A problem with measuring wireless performance is a problem with synthetic tests in general. There is no guarantee that they accurately reflect what a real user is experiencing. In e-business environments, network topology can be a common cause of measurement differences; the synthetic test is from within the corporate intranet, and the end user is accessing the service from an unknown Internet location. For wireless environments, significant performance differences can occur even if the network paths are the same for both the test and the end user. Mobile devices could be connected to the same access point, but radio interference could cause them to have radically different response times due to lost network packets and retransmissions.

The apparent solution would be to measure performance with agents running directly on the mobile devices. This is possible, but the data collection creates problems unique to mobility. Available memory and processing power on the device limits the sophistication of a management agent. Also, devices will be periodically powered off to save battery life. This leads to sporadic data collection intervals. However if the user is actively performing business transactions then the data collection should be active as well. Another issue is that devices may be out of radio coverage at unpredictable times, resulting in irregular transmissions to a management server. The limited bandwidth of wireless environments may further restrict the transmissions of performance data. The management server should be prepared to smooth the statistical data to create meaningful graphs for the customer.

Service level monitoring should provide the management dashboard for the IT department. When service levels are not being met, the IT operator should be able to drill down and see component-level statistics. Unlike servers, and wired network infrastructure, mobile devices and wireless network infrastructure do not yet have mature performance instrumentation available. Battery level, for example, is not always possible to track but is a common cause of failures. An SLM solution for mobile environments will have limited value without the ability to drill-down and see detailed performance and availability metrics.

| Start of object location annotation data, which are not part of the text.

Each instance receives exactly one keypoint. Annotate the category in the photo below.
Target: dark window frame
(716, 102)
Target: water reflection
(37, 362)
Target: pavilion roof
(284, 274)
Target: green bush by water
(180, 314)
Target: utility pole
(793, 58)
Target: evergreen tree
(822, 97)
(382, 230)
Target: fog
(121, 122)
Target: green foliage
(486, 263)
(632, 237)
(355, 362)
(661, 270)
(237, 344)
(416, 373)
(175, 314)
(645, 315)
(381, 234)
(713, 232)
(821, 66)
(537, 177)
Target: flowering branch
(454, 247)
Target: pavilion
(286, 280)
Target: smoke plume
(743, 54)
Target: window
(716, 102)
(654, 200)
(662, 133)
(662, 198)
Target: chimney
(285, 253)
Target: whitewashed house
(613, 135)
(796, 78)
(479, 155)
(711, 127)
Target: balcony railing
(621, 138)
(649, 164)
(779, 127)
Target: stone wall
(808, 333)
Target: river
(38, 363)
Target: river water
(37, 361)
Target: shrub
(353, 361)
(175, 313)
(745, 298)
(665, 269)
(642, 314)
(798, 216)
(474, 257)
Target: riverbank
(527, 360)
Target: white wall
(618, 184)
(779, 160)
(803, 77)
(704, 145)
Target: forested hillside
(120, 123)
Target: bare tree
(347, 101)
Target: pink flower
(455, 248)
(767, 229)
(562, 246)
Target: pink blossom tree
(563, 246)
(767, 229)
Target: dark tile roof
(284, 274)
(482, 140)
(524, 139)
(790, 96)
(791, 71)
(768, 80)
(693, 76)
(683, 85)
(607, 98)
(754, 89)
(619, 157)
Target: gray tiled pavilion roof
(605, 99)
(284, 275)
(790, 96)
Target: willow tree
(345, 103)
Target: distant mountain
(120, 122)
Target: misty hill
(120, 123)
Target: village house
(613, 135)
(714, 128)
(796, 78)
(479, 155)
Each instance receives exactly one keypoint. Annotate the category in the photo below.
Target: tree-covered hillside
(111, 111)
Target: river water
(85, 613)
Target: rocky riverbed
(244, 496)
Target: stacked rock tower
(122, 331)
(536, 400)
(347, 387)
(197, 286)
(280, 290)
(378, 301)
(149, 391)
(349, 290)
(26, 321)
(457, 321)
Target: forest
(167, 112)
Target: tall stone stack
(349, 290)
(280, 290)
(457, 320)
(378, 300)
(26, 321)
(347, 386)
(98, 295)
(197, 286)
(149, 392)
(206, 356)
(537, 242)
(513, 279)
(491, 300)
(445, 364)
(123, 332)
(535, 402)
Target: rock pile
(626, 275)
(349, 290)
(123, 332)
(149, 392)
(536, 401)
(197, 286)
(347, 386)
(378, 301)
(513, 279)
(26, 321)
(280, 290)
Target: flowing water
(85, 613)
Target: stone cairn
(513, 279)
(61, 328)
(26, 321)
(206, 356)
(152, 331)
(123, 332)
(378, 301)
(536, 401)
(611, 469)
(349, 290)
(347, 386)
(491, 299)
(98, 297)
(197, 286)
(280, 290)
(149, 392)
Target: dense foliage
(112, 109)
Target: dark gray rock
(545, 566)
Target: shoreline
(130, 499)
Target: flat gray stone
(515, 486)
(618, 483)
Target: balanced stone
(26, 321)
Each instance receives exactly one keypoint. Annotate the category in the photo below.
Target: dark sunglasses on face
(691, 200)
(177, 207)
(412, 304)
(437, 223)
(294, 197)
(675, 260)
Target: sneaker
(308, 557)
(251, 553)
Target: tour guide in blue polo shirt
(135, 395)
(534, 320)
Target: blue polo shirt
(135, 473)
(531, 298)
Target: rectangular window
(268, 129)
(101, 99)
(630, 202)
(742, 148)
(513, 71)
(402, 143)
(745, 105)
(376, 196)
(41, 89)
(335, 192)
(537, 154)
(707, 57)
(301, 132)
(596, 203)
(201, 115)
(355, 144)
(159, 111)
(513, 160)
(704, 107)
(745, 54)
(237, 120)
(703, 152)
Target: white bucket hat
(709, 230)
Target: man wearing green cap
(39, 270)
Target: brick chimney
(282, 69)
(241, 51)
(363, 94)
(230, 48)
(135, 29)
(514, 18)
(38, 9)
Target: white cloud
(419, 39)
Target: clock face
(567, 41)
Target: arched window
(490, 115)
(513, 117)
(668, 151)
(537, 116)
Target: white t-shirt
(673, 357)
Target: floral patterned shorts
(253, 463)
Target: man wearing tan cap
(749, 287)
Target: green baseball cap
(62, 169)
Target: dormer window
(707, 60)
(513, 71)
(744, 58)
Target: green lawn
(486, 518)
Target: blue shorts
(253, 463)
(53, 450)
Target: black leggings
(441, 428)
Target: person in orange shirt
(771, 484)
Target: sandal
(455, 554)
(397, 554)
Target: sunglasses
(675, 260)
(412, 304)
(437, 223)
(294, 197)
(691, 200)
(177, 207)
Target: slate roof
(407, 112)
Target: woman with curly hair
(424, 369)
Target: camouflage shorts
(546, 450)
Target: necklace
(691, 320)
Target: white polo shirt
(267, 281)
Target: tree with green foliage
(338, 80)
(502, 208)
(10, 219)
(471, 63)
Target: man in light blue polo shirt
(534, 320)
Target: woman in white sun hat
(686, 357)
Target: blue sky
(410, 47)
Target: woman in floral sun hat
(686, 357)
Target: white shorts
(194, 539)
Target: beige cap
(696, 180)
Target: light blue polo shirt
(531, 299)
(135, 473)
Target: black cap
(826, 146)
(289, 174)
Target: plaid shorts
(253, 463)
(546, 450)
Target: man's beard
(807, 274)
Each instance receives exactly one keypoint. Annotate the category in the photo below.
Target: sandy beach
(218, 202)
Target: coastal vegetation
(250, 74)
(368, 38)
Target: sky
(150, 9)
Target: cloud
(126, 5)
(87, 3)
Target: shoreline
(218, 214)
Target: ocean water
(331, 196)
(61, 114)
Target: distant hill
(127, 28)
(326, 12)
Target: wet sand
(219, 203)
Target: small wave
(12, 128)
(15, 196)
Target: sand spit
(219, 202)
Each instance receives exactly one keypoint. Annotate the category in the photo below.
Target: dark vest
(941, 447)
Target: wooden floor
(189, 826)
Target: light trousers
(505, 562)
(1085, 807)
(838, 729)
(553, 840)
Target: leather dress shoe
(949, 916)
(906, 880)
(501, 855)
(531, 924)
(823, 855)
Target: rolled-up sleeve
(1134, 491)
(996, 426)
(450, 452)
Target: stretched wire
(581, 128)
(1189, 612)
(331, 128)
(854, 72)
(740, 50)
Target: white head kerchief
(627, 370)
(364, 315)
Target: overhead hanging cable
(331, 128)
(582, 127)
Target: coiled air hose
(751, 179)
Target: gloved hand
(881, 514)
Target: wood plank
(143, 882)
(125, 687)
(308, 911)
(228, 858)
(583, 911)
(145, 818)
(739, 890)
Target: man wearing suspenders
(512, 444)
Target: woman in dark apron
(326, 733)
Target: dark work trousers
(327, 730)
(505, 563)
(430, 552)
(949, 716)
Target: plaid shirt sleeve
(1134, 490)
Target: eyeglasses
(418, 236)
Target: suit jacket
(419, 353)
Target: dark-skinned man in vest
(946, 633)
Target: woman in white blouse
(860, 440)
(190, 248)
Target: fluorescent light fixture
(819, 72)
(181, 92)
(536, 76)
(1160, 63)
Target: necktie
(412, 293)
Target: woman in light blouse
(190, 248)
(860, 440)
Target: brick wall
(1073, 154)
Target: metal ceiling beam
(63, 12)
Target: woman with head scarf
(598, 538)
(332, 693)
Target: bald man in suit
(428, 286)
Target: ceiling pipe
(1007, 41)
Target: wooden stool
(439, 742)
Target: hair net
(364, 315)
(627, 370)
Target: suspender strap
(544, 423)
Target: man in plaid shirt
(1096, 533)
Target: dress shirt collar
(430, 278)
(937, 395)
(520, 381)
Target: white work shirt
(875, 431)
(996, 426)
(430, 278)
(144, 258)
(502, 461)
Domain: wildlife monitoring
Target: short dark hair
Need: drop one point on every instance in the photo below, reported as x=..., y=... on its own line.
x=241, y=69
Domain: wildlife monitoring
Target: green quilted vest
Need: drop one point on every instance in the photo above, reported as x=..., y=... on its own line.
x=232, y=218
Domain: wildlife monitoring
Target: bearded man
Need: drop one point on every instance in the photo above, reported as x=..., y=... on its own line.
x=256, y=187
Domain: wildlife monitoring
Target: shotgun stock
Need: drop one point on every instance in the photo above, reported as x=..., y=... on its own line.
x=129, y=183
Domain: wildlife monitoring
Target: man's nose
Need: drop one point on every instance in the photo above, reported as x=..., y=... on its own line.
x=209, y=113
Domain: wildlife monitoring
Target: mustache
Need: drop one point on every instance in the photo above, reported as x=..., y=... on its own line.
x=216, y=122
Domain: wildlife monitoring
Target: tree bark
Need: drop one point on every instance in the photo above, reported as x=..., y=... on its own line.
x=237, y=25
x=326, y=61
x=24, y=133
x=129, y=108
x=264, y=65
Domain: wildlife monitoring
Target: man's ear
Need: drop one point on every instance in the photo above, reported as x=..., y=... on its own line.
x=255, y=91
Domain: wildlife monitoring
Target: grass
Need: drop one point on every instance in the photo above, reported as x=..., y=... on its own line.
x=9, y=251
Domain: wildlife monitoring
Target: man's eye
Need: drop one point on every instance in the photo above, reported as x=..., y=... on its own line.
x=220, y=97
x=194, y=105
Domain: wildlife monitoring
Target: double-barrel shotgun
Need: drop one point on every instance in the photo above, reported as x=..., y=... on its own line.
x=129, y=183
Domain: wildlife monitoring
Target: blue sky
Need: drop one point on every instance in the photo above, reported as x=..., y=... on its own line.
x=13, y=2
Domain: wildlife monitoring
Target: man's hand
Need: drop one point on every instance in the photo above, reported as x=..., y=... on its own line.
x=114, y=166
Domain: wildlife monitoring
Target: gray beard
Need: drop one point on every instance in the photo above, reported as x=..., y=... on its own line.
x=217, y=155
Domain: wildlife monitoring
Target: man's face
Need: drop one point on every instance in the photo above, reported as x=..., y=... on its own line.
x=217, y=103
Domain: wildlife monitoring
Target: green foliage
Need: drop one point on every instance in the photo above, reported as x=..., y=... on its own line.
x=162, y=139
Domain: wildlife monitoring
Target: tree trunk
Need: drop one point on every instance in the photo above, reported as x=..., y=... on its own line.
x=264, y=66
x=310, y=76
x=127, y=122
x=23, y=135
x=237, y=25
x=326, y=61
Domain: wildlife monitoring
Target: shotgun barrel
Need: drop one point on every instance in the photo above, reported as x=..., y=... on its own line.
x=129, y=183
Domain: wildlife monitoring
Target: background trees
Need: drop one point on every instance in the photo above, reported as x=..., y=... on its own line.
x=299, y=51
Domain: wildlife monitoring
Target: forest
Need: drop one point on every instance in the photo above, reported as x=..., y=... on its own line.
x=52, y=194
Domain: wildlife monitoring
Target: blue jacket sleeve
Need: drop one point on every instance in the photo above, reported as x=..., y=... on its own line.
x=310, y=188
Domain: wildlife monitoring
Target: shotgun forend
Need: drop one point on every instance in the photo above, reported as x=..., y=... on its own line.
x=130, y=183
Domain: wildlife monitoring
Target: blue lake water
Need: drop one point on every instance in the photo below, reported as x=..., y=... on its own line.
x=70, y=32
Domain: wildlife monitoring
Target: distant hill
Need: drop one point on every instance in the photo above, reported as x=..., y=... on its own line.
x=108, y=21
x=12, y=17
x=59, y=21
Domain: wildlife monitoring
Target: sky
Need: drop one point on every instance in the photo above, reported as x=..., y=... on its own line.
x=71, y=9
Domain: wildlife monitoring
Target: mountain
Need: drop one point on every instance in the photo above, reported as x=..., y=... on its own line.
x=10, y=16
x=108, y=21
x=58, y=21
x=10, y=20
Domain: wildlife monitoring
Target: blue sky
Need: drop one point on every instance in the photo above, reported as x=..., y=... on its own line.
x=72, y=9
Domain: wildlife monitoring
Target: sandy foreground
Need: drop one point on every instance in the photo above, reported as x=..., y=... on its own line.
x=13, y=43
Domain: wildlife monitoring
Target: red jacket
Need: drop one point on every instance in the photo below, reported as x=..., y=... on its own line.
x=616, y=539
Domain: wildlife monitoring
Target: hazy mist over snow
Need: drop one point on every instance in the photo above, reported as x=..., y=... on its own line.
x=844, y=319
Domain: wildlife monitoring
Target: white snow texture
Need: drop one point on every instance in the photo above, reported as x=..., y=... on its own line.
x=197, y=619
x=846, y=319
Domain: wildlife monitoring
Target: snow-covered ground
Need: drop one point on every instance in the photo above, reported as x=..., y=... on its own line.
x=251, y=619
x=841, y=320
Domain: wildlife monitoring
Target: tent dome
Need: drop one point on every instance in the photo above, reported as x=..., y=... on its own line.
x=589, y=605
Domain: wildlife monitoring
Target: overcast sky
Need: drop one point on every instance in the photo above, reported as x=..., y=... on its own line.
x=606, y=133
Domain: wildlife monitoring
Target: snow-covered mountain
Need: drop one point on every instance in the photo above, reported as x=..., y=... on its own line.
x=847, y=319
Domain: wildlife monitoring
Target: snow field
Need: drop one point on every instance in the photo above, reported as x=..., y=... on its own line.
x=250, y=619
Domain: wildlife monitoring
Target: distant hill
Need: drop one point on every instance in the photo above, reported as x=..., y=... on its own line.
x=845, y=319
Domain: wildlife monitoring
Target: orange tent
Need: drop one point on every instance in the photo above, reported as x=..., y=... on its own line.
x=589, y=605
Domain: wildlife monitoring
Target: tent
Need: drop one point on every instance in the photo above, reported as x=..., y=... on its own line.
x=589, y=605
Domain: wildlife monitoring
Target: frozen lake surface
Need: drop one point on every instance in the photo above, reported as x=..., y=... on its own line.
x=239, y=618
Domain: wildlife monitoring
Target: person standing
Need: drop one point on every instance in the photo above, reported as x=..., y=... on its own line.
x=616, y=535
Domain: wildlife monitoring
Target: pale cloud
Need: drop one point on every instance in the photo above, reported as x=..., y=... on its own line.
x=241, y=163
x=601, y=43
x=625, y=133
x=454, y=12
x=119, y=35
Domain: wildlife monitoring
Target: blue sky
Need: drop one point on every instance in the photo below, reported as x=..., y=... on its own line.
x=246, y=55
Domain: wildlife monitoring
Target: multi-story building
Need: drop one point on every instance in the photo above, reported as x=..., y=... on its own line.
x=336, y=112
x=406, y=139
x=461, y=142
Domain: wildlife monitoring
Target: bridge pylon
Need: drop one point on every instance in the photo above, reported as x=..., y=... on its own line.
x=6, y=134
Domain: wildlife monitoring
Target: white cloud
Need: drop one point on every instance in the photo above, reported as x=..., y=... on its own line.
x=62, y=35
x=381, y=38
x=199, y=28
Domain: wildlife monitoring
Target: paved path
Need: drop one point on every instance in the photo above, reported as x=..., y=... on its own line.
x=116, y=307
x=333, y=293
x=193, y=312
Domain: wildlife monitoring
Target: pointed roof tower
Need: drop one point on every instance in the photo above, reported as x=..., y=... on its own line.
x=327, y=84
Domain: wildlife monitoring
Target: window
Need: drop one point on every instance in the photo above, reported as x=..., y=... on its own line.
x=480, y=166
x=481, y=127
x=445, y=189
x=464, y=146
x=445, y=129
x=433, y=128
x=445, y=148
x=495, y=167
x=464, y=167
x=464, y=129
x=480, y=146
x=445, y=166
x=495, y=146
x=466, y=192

Service level monitoring solutions will need to evolve to account for disconnected operations. In the field service example mentioned above, the service representative will spend most of their time away from the corporate office. However, it will still be important to track device performance, both to understand the device behavior as well as to more accurately measure worker productivity. This is related to the emerging trend toward business process monitoring. Instead of tracking service levels, entire business processes, including both manual and automated steps, are tracked.

Mobility is likely to create a new set of mobility SLM vendors that specifically target this niche. Corporate IT departments should look for these solutions when planning mobile deployments, to ensure that their infrastructure can be tracked and optimized.

Brad Stone is the president of Aspirin Software, a firm providing IT products and consulting services. Stone has more than 15 years of experience delivering enterprise high availability and service level management solutions to market. He has contributed to the designs of mobility management software for Symbol Technologies. As CTO at Resonate, Stone helped architect the company's transition to service level management.